Monday, March 1, 2010

HTML 5 video player for mediawiki now with fullscreen support

Michael Dale has been working hard on a new media player for the mediawiki projects. This media player is based on the HTML 5 <video> tag. You can compare it to the demo players of Youtube and Vimeo and DailyMotion. It should support Firefox 3.5, Google Chrome 3, Opera 10.5 and if you install the Xiph QuickTime components it works with Safari 4 for the Mac. If your browser doesn't support HTML5, the player will use the JAVA cortado player, like it does in the old version of the Ogg player.

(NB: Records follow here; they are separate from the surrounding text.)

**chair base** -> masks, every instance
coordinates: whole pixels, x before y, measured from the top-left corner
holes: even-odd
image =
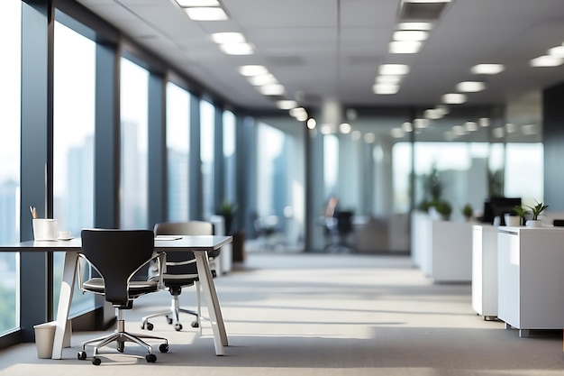
[[[199,286],[198,286],[198,289],[199,289]],[[199,308],[199,306],[200,305],[199,305],[199,294],[198,294],[198,308]],[[200,327],[200,312],[195,312],[190,309],[181,308],[178,303],[178,296],[173,295],[172,302],[170,304],[170,308],[168,308],[166,311],[148,315],[141,318],[141,329],[152,330],[153,325],[149,321],[149,319],[153,318],[153,317],[158,317],[159,316],[164,316],[167,317],[167,322],[170,325],[174,323],[175,330],[177,332],[179,332],[182,330],[182,324],[180,324],[180,321],[179,321],[180,313],[186,313],[186,314],[196,316],[196,320],[192,322],[191,326]]]
[[[148,362],[155,362],[157,361],[157,355],[152,353],[151,345],[143,341],[143,338],[164,341],[164,344],[160,344],[159,345],[159,351],[160,353],[168,352],[168,340],[167,338],[125,332],[125,321],[123,320],[123,316],[121,316],[123,314],[120,310],[120,317],[118,317],[117,320],[117,329],[112,335],[90,339],[82,344],[82,351],[79,351],[77,353],[78,360],[86,360],[86,346],[94,344],[94,350],[92,353],[92,363],[94,365],[99,365],[102,362],[102,361],[98,357],[98,354],[100,353],[100,348],[106,346],[113,342],[117,342],[117,351],[119,353],[123,353],[125,343],[132,342],[145,348],[145,350],[147,351],[147,355],[145,355],[145,359]]]

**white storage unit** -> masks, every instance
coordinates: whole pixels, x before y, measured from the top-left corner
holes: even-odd
[[[500,227],[497,316],[528,335],[564,328],[564,228]]]
[[[497,230],[472,226],[472,308],[486,320],[497,317]]]

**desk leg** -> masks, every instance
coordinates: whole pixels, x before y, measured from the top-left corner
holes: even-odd
[[[75,275],[77,271],[77,260],[78,252],[68,252],[65,253],[63,267],[63,279],[60,282],[60,295],[59,296],[59,307],[57,309],[57,326],[55,328],[55,340],[53,341],[53,353],[51,359],[62,359],[63,340],[68,310],[72,301],[72,292],[75,286]]]
[[[212,330],[214,332],[214,344],[215,345],[215,354],[223,354],[223,346],[227,346],[227,334],[225,333],[225,326],[223,325],[223,316],[222,316],[221,307],[214,284],[214,278],[210,271],[210,264],[207,260],[207,252],[195,252],[196,263],[198,268],[198,277],[202,284],[202,290],[205,297],[205,304],[207,305],[210,320],[212,322]]]

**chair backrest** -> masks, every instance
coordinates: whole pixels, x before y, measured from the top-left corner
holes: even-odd
[[[155,235],[213,235],[214,225],[205,221],[162,222],[155,225]],[[169,262],[181,262],[193,260],[191,252],[173,252],[167,253],[167,274],[196,274],[196,263],[171,265]]]
[[[81,237],[82,253],[104,279],[105,299],[126,305],[131,277],[152,256],[153,232],[85,229]]]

Recently both Apple and Firefox introduced Fullscreen support for the <video> tag in their development versions of the browsers, and these features can now be used with the new player for Wikimedia. The controls automatically show and hide, and you can even add and display subtitles with it.

How do I test it ?


It is rather easy, you go to this example video. If you want to enable it for all videos, you need to be registered on Wikimedia Commons or the English Wikipedia. You go to your preferences. Then select the "Gadgets" section. Now enable mwEmbed and Save.

Screenshots

The first image shows the player after the page has loaded. The second image shows the options for selecting and authoring subtitles. The third image is a movie with subtitles enabled. There are two modes for subtitles, either underneath the video, or drawn on top of the video.

Development


This kind of work is exactly what was needed for Wikimedia. Focused development of advanced features. As a former VLC media player developer I follow the work with great interest, and occasionally report some problems that I encounter. It may seem easy to develop something like this, but I know how difficult it is and how much issues you need to take into account. This project started in January 2008 and really got going in August 2008. A lot of that time was spent preparing the MediaWiki software for the more advanced, dare I say, Web 2.0 type of functionality. Much of this mostly Javascript related work has gone parallel with the Usability project. Truly a big thank you to the developer Michael Dale and to Kaltura, which is sponsoring this development.


P.S. The work is far from finished of course. I'm sure more refinement is coming, and the authoring of subtitles is only just getting started. Still I find that having it enabled on a daily basis is a positive experience, even with the occasional glitch.

Community documentation for Wikimedia Mobile

As some may know, I have been working a lot on Wikimedia Mobile as of late. It's interesting to work on this software, because it has to support so many devices, languages and wiki's. So far the project hasn't been to good at informing the various Wikipedia communities, on how they can participate in making the mobile version of their community's Wikipedia. I have now started a draft of how to translate the software, create a mobile home page and how to do the redirects for supported mobile devices. When I have refined the information, I will probably move it to meta. If you have a better idea, please let me know.

Also, take a look at the documentation for readers.

Starting once more

I have tried it many times before, but I guess you have to persist. I find blogging difficult. I often spend too long on writing it and don't post often enough. Twitter is more my thing, because it is just short blurps. Still lately I have found that Twitter is not enough. I have ideas and comments that I feel I need to write down in more than 140 characters and many of them have to do with Wikipedia. So I'll attempt it one more time. Topics will mostly be Wikipedia, online rights and software development, but other issues might come up. Welcome everyone.